The Art of Computer Programming: Volume 3: Sorting and Searching (2nd Edition) 2nd Edition

4.8 out of 5 stars 16 customer reviews
ISBN-13: 978-0201896855
ISBN-10: 0201896850


Editorial Reviews

From the Inside Flap

Cookery is become an art,
a noble science;
cooks are gentlemen.
TITUS LIVIUS, Ab Urbe Condita XXXIX.vi
(Robert Burton, Anatomy of Melancholy

This book forms a natural sequel to the material on information structures in Chapter 2 of Volume 1, because it adds the concept of linearly ordered data to the other basic structural ideas.

The title "Sorting and Searching" may sound as if this book is only for those systems programmers who are concerned with the preparation of general-purpose sorting routines or applications to information retrieval. But in fact the area of sorting and searching provides an ideal framework for discussing a wide variety of important general issues:

How are good algorithms discovered? How can given algorithms and programs be improved? How can the efficiency of algorithms be analyzed mathematically? How can a person choose rationally between different algorithms for the same task? In what senses can algorithms be proved ''best possible''? How does the theory of computing interact with practical considerations? How can external memories like tapes, drums, or disks be used efficiently with large databases?

Indeed, I believe that virtually every important aspect of programming arises somewhere in the context of sorting or searching!

This volume comprises Chapters 5 and 6 of the complete series. Chapter 5 is concerned with sorting into order; this is a large subject that has been divided chiefly into two parts, internal sorting and external sorting. There also are supplementary sections, which develop auxiliary theories about permutations (Section 5.1) and about optimum techniques for sorting (Section 5.3). Chapter 6 deals with the problem of searching for specified items in tables or files; this is subdivided into methods that search sequentially, or by comparison of keys, or by digital properties, or by hashing, and then the more difficult problem of secondary key retrieval is considered. There searching related to sorting is a surprising amount of interplay between both chapters, with strong analogies tying the topics together. Two important varieties of information structures are also discussed, in addition to those considered in Chapter 2, namely priority queues (Section 5.2.3) and linear lists represented as balanced trees (Section 6.2.3).

Like Volumes 1 and 2, this book includes a lot of material that does not appear in other publications. Many people have kindly written to me about their ideas, or spoken to me about them, and I hope that I have not distorted the material too badly when I have presented it in my own words.

I have not had time to search the patent literature systematically; indeed, I decry the current tendency to seek patents on algorithms (see Section 5.4.5). If somebody sends me a copy of a relevant patent not presently cited in this book, I will dutifully refer to it in future editions. However, I want to encourage people to continue the centuries-old mathematical tradition of putting newly discovered algorithms into the public domain. There are better ways to earn a living than to prevent other people from making use of one's contributions to computer science.
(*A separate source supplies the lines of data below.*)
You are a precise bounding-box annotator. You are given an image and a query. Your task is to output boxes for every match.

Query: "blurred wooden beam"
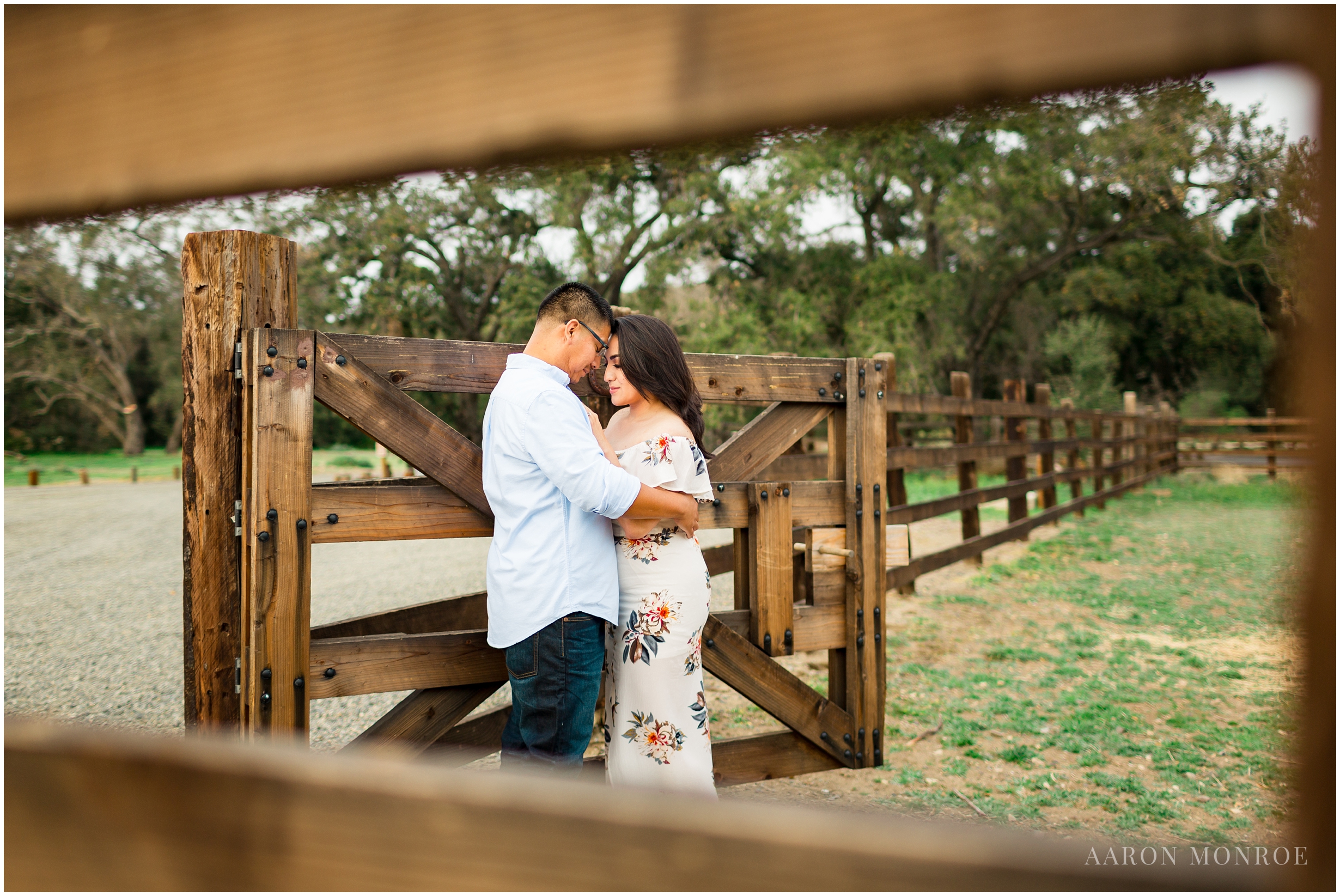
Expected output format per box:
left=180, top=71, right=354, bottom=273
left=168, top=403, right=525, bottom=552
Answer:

Before I retired from teaching, I used this book as a text for a student's second course in data structures, at the junior-to-graduate level, omitting most of the mathematical material. I also used the mathematical portions of this book as the basis for graduate-level courses in the analysis of algorithms, emphasizing especially Sections 5.1, 5.2.2, 6.3, and 6.4. A graduate-level course on concrete computational complexity could also be based on Sections 5.3, and 5.4.4, together with Sections 4.3.3, 4.6.3, and 4.6.4 of Volume 2.

For the most part this book is self-contained, except for occasional discussions relating to the MIX computer explained in Volume 1. Appendix B MIX computer contains a summary of the mathematical notations used, some of which are a little different from those found in traditional mathematics books. Preface to the Second Edition

This new edition matches the third editions of Volumes 1 and 2, in which I have been able to celebrate the completion of TeX and MF by applying those systems to the publications they were designed for.

The conversion to electronic format has given me the opportunity to go over every word of the text and every punctuation mark. I've tried to retain the youthful exuberance of my original sentences while perhaps adding some more mature judgment. Dozens of new exercises have been added; dozens of old exercises have been given new and improved answers. Changes appear everywhere, but most significantly in Sections 5.1.4 (about permutations and tableaux), 5.3 (about optimum sorting), 5.4.9 (about disk sorting), 6.2.2 (about entropy), 6.4 (about universal hashing), and 6.5 (about multidimensional trees and tries).

The Art of Computer Programming is, however, still a work in progress. Research on sorting and searching continues to grow at a phenomenal rate. Therefore some parts of this book are headed by an ''under construction'' icon, to apologize for the fact that the material is not up-to-date. For example, if I were teaching an undergraduate class on data structures today, I would surely discuss randomized structures such as treaps at some length; but at present, I am only able to cite the principal papers on the subject, and to announce plans for a future Section 6.2.5 (see page 6.2.5). My files are bursting with important material that I plan to include in the final, glorious, third edition of Volume 3, perhaps 17 years from now. But I must finish Volumes 4 and 5 first, and I do not want to delay their publication any more than absolutely necessary.

I am enormously grateful to the many hundreds of people who have helped me to gather and refine this material during the past 35 years. Most of the hard work of preparing the new edition was accomplished by Phyllis Winkler (who put the text of the first edition into TeX form), by Silvio Levy (who edited it extensively and helped to prepare several dozen illustrations), and by Jeffrey Oldham (who converted more than 250 of the original illustrations to METAPOST format). The production staff at Addison Wesley has also been extremely helpful, as usual.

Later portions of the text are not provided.